In light of the ways that different languages highlight different aspects of concepts, the Deutsche Bahn actually provides a comically ironic example. The DB has been mocked before for using too many English terms for marketing purposes (this is just part of a broader, asinine trend). Using ‘Kiss & Ride’ to denote a drop off zone understandably confounded both English and German customers. However, it seems that English might actually be the better language to use for DB Sicherheit, because it allows for the distinction between ‘safety’ and ‘security’. So the DB confused people with English for the purposes of marketing when they could have been clear in their own language, and they confuse people with their own language when they could be clear with English - unless of course subliminally perpetuating their own normative system of taboos and transgressions is the whole point, and which would be a scary culture for a company that only exists to move people and things around.
*To Germans used to consulting a Duden for the rules of language, saying a dictionary’s definition is false might seem very bizarre and pompous. Germans tend to think of language in very prescriptivist terms, trusting in the fact that there’s a competent, authoritative body somewhere that knows the answer. English is a beautiful mongrel of a language, and it only makes sense to analyze it descriptively, i.e. in observing what people can effectively do with it instead of trying to tell them how to do what they’re doing already.

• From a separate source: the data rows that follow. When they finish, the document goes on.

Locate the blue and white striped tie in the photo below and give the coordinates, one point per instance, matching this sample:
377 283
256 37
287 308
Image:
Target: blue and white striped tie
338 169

I disagree with what the dictionary is telling me, but if people reading this can understand what I'm saying, that is proof enough of my - and their - competence to have an informed opinion.
nice one! thanks 🙂
I enjoyed reading your text.
I wanted to add that at least in computer science one differentiates the concepts of security and safety, whereas security is the protection against external threats (such as an attack) and safety against internal threats (such as failures etc).
I agree with you that in reality DB Sicherheit may not be able to provide security but safety. However, I think DB Sicherheit sees itself as to provide security – even if they may fail to do so 😉
You make an interesting point with the computer security discourse. Not only are there differences in how concepts are perceived between languages, but there are also differences between different groups of speakers within a language. It hadn’t occurred to me, but it’s got Wittgenstein written all over it. Good call. In that light it would be interesting to ask to DB-Sicherheit employees what they think they’re providing and how they see their proper role. Do they consider themselves to be more like helping hands or enforcers?
Great!
Once I had the opportunity to talk to someone working at DB-Sicherheit, and he told me that from his perspective he sees himself as kind of security guard.
I think they have to see themselves as enforcers, since they are paid for enforcing the DB `house’ rules.
The perspective of helping hands seems more to be a side effect.